Regarding the cancellation of the DLSU General Elections, Mendoza pushed that student democratic rights be upheld. “Malabo ang genuine student representation kung ang tao na uupo ay hindi binoto ng student body mismo.”

(Genuine student demonstration cannot be achieved if the person seated in position was not voted by their own student body.)

Mendoza also spoke on the possible reimplementation of mandatory Reserve Officers’ Training Corps (ROTC), arguing that this violates the right of students to choose how they would like to express their nationalism. He emphasized that “nationalism is not [limited] sa military training, ROTC” and that mandating students to undergo ROTC “is a clear manifestation of militarization.”

According to Baylon and Mendoza, these issues highlight the role of Lasallians in engaging with the masses and pursuing beneficial societal change. “Dapat lumulubog tayo sa masa.

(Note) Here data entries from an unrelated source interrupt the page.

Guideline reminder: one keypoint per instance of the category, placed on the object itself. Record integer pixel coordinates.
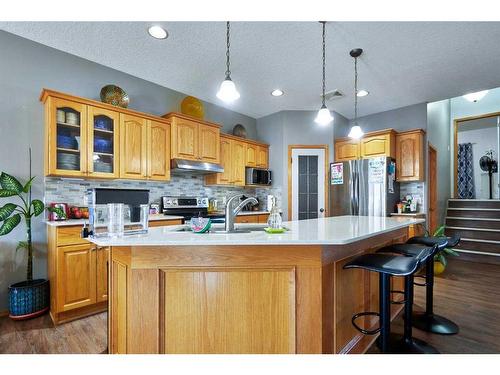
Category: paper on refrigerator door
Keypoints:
(376, 170)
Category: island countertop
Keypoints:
(339, 230)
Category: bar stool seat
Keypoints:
(386, 265)
(406, 343)
(428, 321)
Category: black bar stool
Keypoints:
(428, 321)
(407, 344)
(386, 265)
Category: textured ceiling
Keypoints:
(404, 62)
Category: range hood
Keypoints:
(194, 167)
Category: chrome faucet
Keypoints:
(232, 212)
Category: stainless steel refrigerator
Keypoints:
(364, 187)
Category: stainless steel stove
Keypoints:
(188, 207)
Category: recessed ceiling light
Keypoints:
(475, 96)
(277, 92)
(158, 32)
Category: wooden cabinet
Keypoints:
(78, 274)
(410, 156)
(236, 154)
(346, 149)
(380, 143)
(238, 163)
(158, 150)
(184, 139)
(133, 146)
(102, 266)
(251, 155)
(194, 139)
(66, 138)
(76, 266)
(85, 138)
(209, 143)
(262, 157)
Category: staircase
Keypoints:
(477, 222)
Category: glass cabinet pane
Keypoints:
(103, 147)
(68, 138)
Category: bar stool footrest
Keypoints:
(402, 302)
(362, 330)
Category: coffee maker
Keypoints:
(133, 211)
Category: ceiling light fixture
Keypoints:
(277, 92)
(362, 93)
(475, 96)
(158, 32)
(324, 116)
(227, 91)
(356, 131)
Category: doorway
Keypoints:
(476, 138)
(433, 213)
(307, 178)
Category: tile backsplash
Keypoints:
(72, 191)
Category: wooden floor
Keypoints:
(468, 293)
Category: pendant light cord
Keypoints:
(323, 96)
(228, 72)
(356, 90)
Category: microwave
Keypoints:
(257, 176)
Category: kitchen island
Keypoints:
(174, 291)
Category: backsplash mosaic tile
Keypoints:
(72, 191)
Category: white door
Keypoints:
(308, 183)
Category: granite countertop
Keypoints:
(339, 230)
(70, 222)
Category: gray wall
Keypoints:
(294, 127)
(401, 119)
(438, 134)
(26, 67)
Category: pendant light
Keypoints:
(356, 131)
(227, 91)
(324, 116)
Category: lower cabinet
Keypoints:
(78, 274)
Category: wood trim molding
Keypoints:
(190, 118)
(456, 122)
(46, 93)
(327, 165)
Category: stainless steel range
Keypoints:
(189, 207)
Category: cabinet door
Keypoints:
(103, 141)
(76, 279)
(102, 273)
(251, 155)
(377, 145)
(158, 151)
(409, 157)
(209, 144)
(238, 163)
(185, 138)
(346, 150)
(133, 147)
(67, 137)
(262, 157)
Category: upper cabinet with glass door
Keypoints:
(103, 141)
(66, 137)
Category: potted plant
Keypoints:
(28, 298)
(440, 261)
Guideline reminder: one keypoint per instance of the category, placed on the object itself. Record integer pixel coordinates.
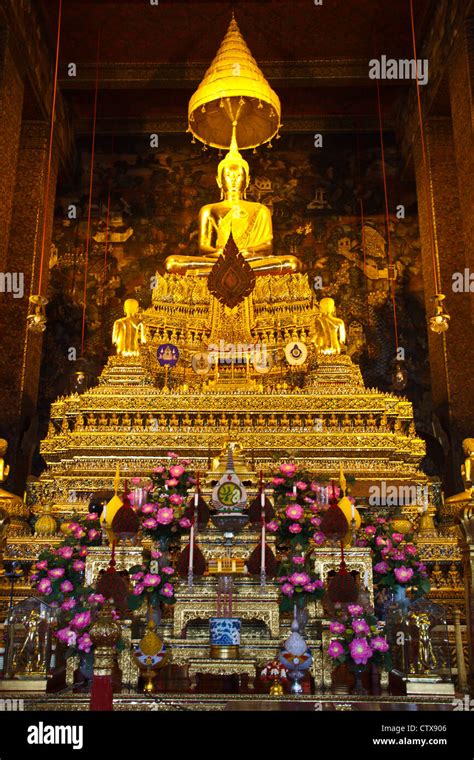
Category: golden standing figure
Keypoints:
(128, 332)
(330, 330)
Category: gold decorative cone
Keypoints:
(234, 90)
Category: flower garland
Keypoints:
(357, 639)
(395, 557)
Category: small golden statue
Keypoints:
(330, 330)
(29, 660)
(128, 332)
(426, 660)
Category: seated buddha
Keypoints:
(249, 222)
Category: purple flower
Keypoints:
(360, 627)
(355, 610)
(335, 649)
(165, 515)
(294, 511)
(360, 651)
(69, 604)
(152, 580)
(44, 586)
(299, 579)
(84, 643)
(81, 620)
(403, 574)
(379, 644)
(56, 572)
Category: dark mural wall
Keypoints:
(328, 208)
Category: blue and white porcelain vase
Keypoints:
(225, 637)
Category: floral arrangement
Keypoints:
(298, 584)
(151, 583)
(394, 556)
(163, 515)
(59, 577)
(357, 639)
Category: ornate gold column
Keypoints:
(465, 520)
(11, 98)
(439, 197)
(21, 349)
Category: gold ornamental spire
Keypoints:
(234, 94)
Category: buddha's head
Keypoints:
(233, 173)
(130, 307)
(327, 306)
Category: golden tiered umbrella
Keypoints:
(234, 93)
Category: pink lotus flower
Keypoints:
(360, 651)
(84, 643)
(355, 610)
(96, 598)
(65, 552)
(397, 537)
(56, 572)
(152, 580)
(403, 574)
(299, 579)
(44, 586)
(68, 604)
(165, 516)
(81, 620)
(294, 511)
(379, 644)
(360, 627)
(288, 469)
(335, 649)
(67, 636)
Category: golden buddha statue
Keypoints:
(249, 222)
(330, 330)
(128, 332)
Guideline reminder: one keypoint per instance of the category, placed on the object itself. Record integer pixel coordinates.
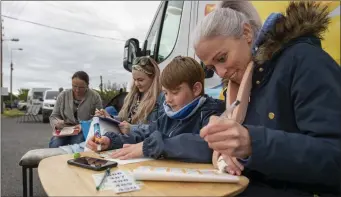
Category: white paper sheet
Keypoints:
(183, 174)
(106, 155)
(119, 181)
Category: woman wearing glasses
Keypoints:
(141, 104)
(71, 107)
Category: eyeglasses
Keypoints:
(142, 61)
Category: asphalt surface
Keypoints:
(16, 140)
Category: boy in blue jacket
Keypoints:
(175, 133)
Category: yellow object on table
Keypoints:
(60, 179)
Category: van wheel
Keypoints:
(46, 119)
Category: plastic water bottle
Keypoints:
(97, 133)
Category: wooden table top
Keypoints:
(61, 179)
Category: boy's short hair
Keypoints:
(182, 70)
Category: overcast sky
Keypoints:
(50, 57)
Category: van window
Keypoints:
(170, 29)
(50, 95)
(152, 36)
(37, 95)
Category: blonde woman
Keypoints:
(141, 104)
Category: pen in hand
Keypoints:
(221, 163)
(106, 174)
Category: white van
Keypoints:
(170, 34)
(50, 97)
(35, 97)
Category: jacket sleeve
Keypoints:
(55, 116)
(311, 155)
(188, 147)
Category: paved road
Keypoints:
(16, 140)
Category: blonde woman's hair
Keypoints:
(146, 106)
(228, 20)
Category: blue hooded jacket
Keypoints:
(294, 113)
(174, 138)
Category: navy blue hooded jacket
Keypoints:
(294, 113)
(172, 138)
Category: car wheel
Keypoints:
(46, 119)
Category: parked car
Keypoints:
(22, 105)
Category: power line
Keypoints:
(62, 29)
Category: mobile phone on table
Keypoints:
(111, 120)
(92, 163)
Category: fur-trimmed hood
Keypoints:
(300, 19)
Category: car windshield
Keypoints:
(37, 95)
(51, 95)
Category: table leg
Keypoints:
(24, 181)
(30, 181)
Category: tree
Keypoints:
(22, 95)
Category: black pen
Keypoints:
(107, 173)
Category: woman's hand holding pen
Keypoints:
(227, 137)
(101, 113)
(232, 164)
(124, 127)
(104, 141)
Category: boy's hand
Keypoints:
(102, 113)
(77, 129)
(124, 127)
(129, 151)
(104, 141)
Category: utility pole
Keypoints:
(101, 85)
(11, 76)
(1, 74)
(11, 95)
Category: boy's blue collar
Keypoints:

Kailangan natin lumabas sa sarili nating bubble,” Baylon urged.

(We should be immersing ourselves with the masses. We need to get out of our own bubbles.)

Mendoza then emphasized the need to protect each other’s freedom and rights when challenging the status quo. “Sa panahon ng uncertainty, dapat mas lalo natin paigtingin ang paglaban para sa karapatan ng bawat isa. Kung ngayon nga na may oposisyon at ganyan na ang pamamalakad ng gobyerno ngayon, paano pa kung walang nagsalita?”

(In times of uncertainty, we must strengthen the fight for each other’s rights. If this is how the government runs even with an open opposition, what more if no one speaks up?)